Honda is ready to give a 366-yuan (53.80-dollar) monthly raise to workers at Honda Auto Parts Manufacturing Co., in southern Foshan city, taking monthly salaries including allowances to 1,910 yuan, officials in Tokyo said.

"As a result, operations resumed at part of the production lines for auto parts," Honda spokeswoman Akemi Ando said.

"Today, we will decide on whether we can resume operations at our main assembly lines starting on June 3."

"Employees there are largely accepting our offer, while we will continue negotiations with those who are not satisfied with it by asking Chinese local authorities to play a mediator role," she added.

Production partially resumed Monday at the parts factory, but Honda's Chinese assembly joint ventures, Guangqi Honda Automobile and Dongfeng Honda Automobile, remained closed due to the lack of key components, Honda said.

Honda has a production capacity of 650,000 vehicles per year in China. The Foshan auto parts unit in southern Guangdong province -- China's main factory belt -- makes transmission and engine parts.

About 200 people, apparently trade union officials, scuffled with workers who refused to end the strike Monday and forced them from the factory, but no one was seriously hurt, Xia Houquan, a striker, told AFP.

"They said they would sack anyone who refused to come back to work and that's how the others were forced to return... If they fire me, maybe I'll have to find another job," said Xia.

District government officials sent union officials to the plant to ensure production resumed, the official Xinhua news agency reported, citing unnamed government sources.

Xinhua reported about 40 workers tried to prevent colleagues from resuming work but were confronted by dozens of people carrying cards identifying them as union officials at a factory gate Monday.
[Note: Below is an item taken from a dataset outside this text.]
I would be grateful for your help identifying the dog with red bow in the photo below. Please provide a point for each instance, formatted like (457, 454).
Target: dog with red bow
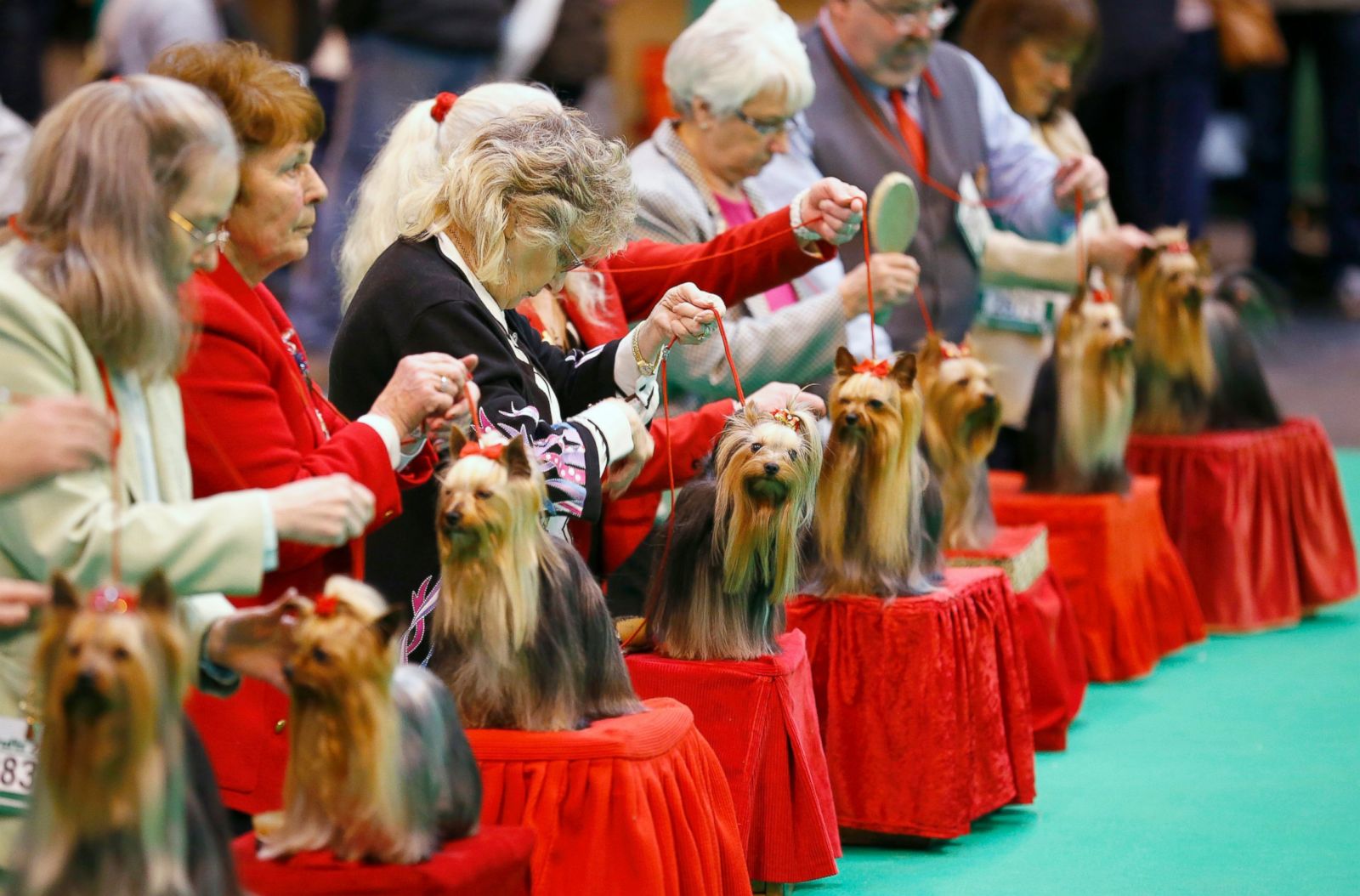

"We are not satisfied. We were demanding (an increase of) 800 yuan," said Xia, 23, who worked in the transmission assembly department.

"Living costs are so expensive here. I can hardly save any money and sometimes have to borrow."
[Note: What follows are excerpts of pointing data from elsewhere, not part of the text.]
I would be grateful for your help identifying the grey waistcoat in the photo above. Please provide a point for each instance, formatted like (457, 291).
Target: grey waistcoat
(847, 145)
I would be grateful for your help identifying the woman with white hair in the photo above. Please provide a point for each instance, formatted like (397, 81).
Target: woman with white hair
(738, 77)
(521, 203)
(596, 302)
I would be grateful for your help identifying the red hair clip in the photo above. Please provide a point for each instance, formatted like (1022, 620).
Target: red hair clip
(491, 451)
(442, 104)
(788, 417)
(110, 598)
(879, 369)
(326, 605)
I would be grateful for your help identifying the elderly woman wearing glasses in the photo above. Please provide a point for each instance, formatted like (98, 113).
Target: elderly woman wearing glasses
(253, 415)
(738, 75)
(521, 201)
Production at the four factories operated by Honda's two joint ventures stopped about a week ago.

Honda sold 576,223 vehicles in China last year, up 23 percent year on year. Its Chinese sales rose 31 percent year on year in April to 55,113 units.

Labour issues in China have come to the forefront in recent weeks after the suicides at Foxconn, which also counts Dell and Sony among its clients.
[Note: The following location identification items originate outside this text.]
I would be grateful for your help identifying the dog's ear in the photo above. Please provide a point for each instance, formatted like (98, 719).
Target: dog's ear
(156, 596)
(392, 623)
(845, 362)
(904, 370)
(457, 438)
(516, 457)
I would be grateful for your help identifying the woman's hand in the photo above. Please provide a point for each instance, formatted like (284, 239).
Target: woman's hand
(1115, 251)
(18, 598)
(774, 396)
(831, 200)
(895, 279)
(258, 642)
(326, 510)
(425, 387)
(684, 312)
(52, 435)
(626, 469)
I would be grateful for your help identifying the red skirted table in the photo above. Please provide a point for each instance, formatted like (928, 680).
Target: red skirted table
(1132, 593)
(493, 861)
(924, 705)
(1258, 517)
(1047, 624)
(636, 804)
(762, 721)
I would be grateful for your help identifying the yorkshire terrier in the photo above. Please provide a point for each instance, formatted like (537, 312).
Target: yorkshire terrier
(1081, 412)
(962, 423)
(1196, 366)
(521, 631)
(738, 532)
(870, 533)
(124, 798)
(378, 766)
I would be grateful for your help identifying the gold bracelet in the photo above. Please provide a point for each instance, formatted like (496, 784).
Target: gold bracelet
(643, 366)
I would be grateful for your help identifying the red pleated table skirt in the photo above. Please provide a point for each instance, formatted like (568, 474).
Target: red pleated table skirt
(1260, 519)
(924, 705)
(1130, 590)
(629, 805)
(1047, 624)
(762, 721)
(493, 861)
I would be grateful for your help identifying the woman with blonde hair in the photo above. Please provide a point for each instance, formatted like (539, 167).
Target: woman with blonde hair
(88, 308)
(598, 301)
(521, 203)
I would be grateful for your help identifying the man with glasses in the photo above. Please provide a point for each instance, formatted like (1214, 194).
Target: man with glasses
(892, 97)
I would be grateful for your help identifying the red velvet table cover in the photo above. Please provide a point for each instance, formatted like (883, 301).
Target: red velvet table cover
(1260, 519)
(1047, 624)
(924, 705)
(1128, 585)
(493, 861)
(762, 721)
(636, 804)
In an apparent effort to confront a tide of bad publicity, Foxconn announced a 20 percent wage rise at its China plants.

Elsewhere, around 1,000 workers at an auto parts supplier of Beijing Hyundai, a joint venture of the South Korean carmaker, went on strike last week but returned to work after management promised rises, state media said.

According to the All-China Federation of Trade Unions, nearly a quarter of Chinese employees have not had a raise in five years, Xinhua said.

"The price of labour in China has indeed been twisted and much undervalued," Chang Xiuze, a researcher at China's top economic planning agency, the National Development and Reform Commission, told the agency.